I have an issue which I can't even start to solve after hours of researching. I need to use GCM to facilitate peer to peer file transfer (JPEG image of circa 1.5 megabytes in file size to be specific).
Client A opens a socket and uses AirBOP to notify client B that it wants to send a picture and gives B relevant information (IP address + port to use, ephemeral I guess). B then connects to A and downloads the picture. All this behind NAT and via 3G/4G if at all possible. No server involved.
I looked into TTorrent, Snark, Cling, NAT hole punching, PWnat etc. but I still don't know how to achieve the above, and if it is possible at all. What i did understand is that i will need to use port mapping or UPNP.
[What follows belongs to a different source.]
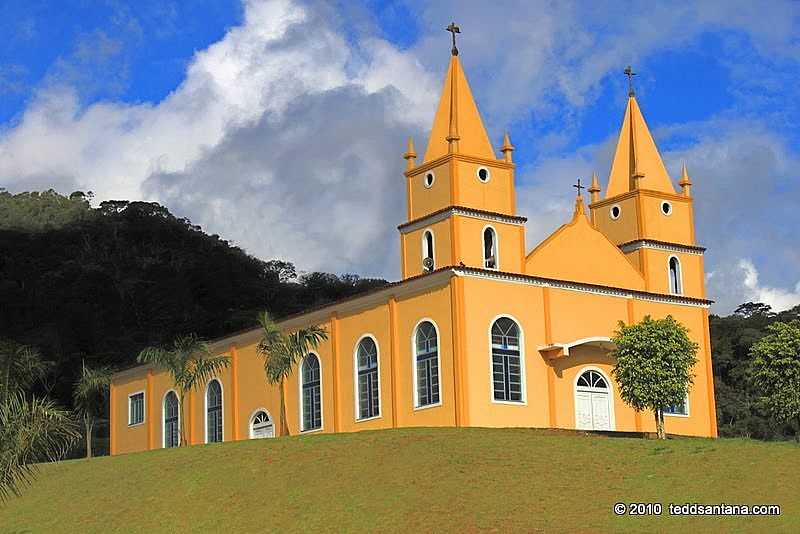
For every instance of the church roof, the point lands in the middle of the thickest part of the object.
(580, 253)
(457, 121)
(637, 163)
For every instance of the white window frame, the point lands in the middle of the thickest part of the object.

Sorry for poor English, and I'm looking for a road map/guide lines/library/existing tutorials/projects on solving the above problem.
Thank you.
Google Cloud Messaging (GCM) was not designed to deliver large payloads. It's intention was to provide a light-weight messages for your application to then handle the heavy lifting (e.g. a new email notification informing your application it is out-of-date and that it should retrieve the new email). With that said, it does however have the ability to carry a payload of up to 4Kb. Which is obviously not enough to handle your 1.5Mb payload. You might think about implementing some type of protocol that will assemble the complete payload after x number of GCM messages. First, there is a quota on the number of GCM requests allowed per day per ip address. Second, GCM explicitly does not want its service to be used in this way and will block GCM messages if it detects it is being used that way. See http://developer.android.com/google/gcm/adv.html for more information.
What you need to implement a p2p application is either a STUN server or TURN server. A STUN server is used to discover the public IP and port that is being used by the device to communicate with the internet. You can either implement your own STUN server but requires a server that is publicly accessible/routable from both peers or use a public STUN server and use GCM to notify each peer of the others public ip and port. A major limitation with this technique is that if one of the devices is behind a router/NAT that has been configured to use symmetric nating, it will not punch through. There are exceptions to this but generally this is the case. Using a TURN server basically just relays the data from one peer to another peer via a central/public server. This isn't much of a challenge except it will cost you since this type of solutions puts a heavy load onto the server as oppose to a STUN server and you may need to purchase several servers to handle your user load.
I'm in the middle of my own p2p project and what I've discovered is that Verizon implements Port-retricted cone nat, AT&T symmetric cone nat, Sprint symmetric cone nat. Considering the popularity of mobile carriers (Verizon #1, At&t #2, Sprint #3), this is something to consider.